Chimpanzees and bonobos have friendship circles just like humans, study finds

Chimpanzees grooming. Credit: Edwin van Leeuwen/Chimfunshi Wildlife Orphanage.

Chimpanzees and bonobos, our closest living relatives, organize their social lives in ways strikingly similar to humans, according to a new international study led by scientists from Utrecht University and Universidad Carlos III de Madrid.

The research, published in iScience, found that both species have layered “circles of friends,” much like humans do.

People tend to divide their social connections into levels—an inner circle of close friends and family, followed by wider circles of acquaintances and more distant relationships.

Whether this kind of structured social life is unique to humans or shared with other primates has long been debated.

Now, researchers have found that great apes follow similar patterns, using social grooming as their version of human social bonding.

Social grooming—when one ape carefully cleans another’s fur—is one of the most important ways apes form and maintain friendships.

Lead author Edwin van Leeuwen and his colleagues analyzed grooming patterns in 24 groups of chimpanzees and bonobos living in zoos and sanctuaries around the world.
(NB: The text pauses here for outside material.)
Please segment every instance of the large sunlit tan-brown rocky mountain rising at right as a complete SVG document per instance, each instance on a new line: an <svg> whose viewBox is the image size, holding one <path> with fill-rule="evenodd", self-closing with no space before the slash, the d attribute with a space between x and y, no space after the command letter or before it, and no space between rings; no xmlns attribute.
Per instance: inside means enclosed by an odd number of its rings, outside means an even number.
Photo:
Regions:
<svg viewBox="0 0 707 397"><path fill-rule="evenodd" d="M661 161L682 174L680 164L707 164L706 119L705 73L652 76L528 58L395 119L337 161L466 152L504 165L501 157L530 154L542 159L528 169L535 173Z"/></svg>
Using mathematical models, the team examined how each individual distributed its time and energy among other group members.
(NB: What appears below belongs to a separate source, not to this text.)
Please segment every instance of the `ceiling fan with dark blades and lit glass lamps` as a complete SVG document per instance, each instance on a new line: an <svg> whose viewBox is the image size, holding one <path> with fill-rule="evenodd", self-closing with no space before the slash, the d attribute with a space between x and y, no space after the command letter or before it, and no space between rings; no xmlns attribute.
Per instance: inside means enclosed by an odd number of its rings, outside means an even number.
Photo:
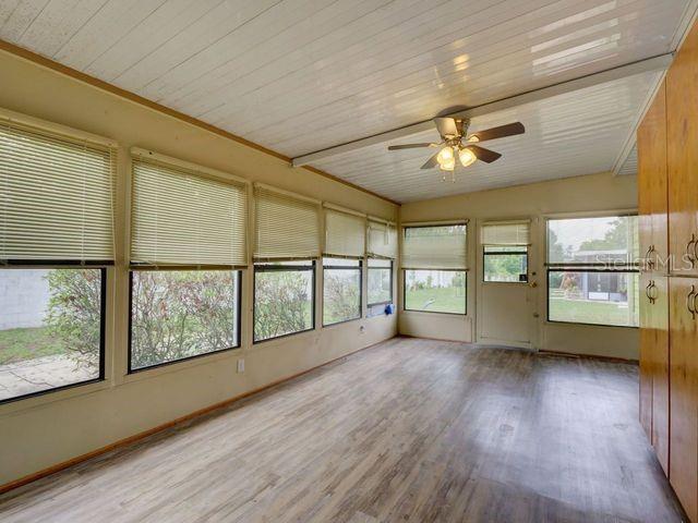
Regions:
<svg viewBox="0 0 698 523"><path fill-rule="evenodd" d="M441 150L434 153L434 155L426 160L422 166L422 169L432 169L438 166L442 171L450 171L453 173L456 169L456 157L458 157L462 167L468 167L476 160L492 163L502 157L500 153L485 149L484 147L480 147L476 144L486 142L488 139L504 138L505 136L524 134L526 131L521 122L515 122L506 125L500 125L498 127L479 131L466 136L468 126L470 125L470 120L468 119L435 118L434 123L436 124L436 129L441 135L441 143L390 145L388 146L388 150L413 149L417 147L441 147Z"/></svg>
The results revealed a familiar structure.

Both chimpanzees and bonobos concentrated their most intense grooming efforts on a few close partners while keeping looser connections with many others—mirroring how humans maintain a few best friends and a broader network of casual relationships.

The researchers also noticed that apes living in larger groups were more selective about whom they groomed, just as people with many social contacts often prioritize time with their closest friends.

But there were clear differences between the two species. Bonobos were more egalitarian, spreading their grooming time more evenly across their groups.

Chimpanzees, by contrast, invested much more in a smaller number of partners, forming tighter inner circles.

Interestingly, the study also found that chimpanzees become more selective with age, focusing their social energy on a few long-term companions—just as humans often do later in life. Bonobos, however, did not show this age-related narrowing of friendships.

Van Leeuwen suggests this might reflect bonobos’ more fluid and inclusive social systems, in which bonds often extend beyond group boundaries—something rarely seen in chimpanzees.

“Our findings show that the same basic rules of social life—how individuals balance their time and energy between friends—apply not just to humans, but to our closest relatives,” Van Leeuwen said. “It highlights a deep evolutionary connection in how complex societies are organized.”

At the same time, the differences between chimpanzees and bonobos reveal that evolution can take multiple paths toward social success. Understanding these patterns, the researchers say, may help scientists uncover how cooperation, emotional health, and social intelligence evolved in both humans and other animals.